Automated Early-Stage Dementia Screening: A Multi-View MRI Analysis Platform with AI-Generated Clinical Insights and Similarity-Based Validation
Automated Early-Stage Dementia Screening: A Multi-View MRI Analysis Platform with AI-Generated Clinical Insights and Similarity-Based Validation
Jada Sukanya¹, Immidisetty Giresh¹, Ashapu Mohan¹, Chodavarapu Revanth Kumar¹, P. Ramya2
¹,2Department of Information Technology, MVGR College of Engineering (A), Vizianagaram, India
Abstract
Alzheimer’s Disease (AD) stands among the most clinically significant and socially burdensome neurological conditions worldwide, eroding cognitive function, personal identity, and independent living in affected individuals. Despite rising global incidence, early-stage diagnostic capability remains constrained by resource demands, procedural complexity, and the scarcity of specialised clinical expertise. This paper proposes a deep learning framework capable of automatically interpreting MRI brain scans to determine Alzheimer’s Disease progression stage, eliminating the need for per-image expert review.

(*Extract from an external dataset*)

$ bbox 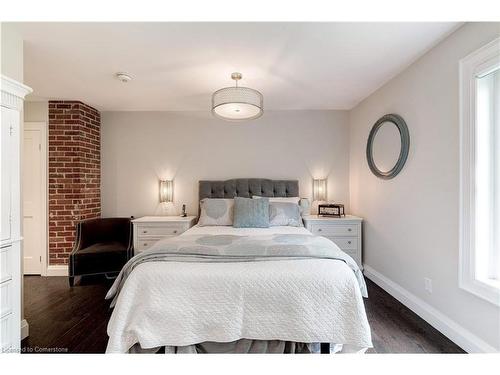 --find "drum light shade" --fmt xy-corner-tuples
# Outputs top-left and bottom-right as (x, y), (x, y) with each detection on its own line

The system is built around ResNet18, a proven deep neural network architecture that learns complex visual patterns from images using residual connections. It is trained on the publicly available OASIS neuroimaging dataset, which contains labelled brain MRI images spanning four disease stages: non-demented, very mild, mild, and moderate. After training for 15 epochs with weighted sampling to handle class imbalance, the model achieves an overall validation accuracy of 77%, with particularly strong recall for Moderate Dementia (96.7%) and an F1-score of 0.87 for Non-Demented cases. The system is designed not just as a classifier, but as a complete diagnostic tool — generating AI-based insights, heatmap visualisations of key brain regions, and downloadable clinical reports that healthcare professionals can use in real-world settings.
Keywords—Alzheimer’s Disease; Deep Learning; Residual Neural Network (ResNet18); MRI Classification; Transfer Learning; OASIS Dataset; Medical Image Analysis; Convolutional Neural Networks; Early Diagnosis.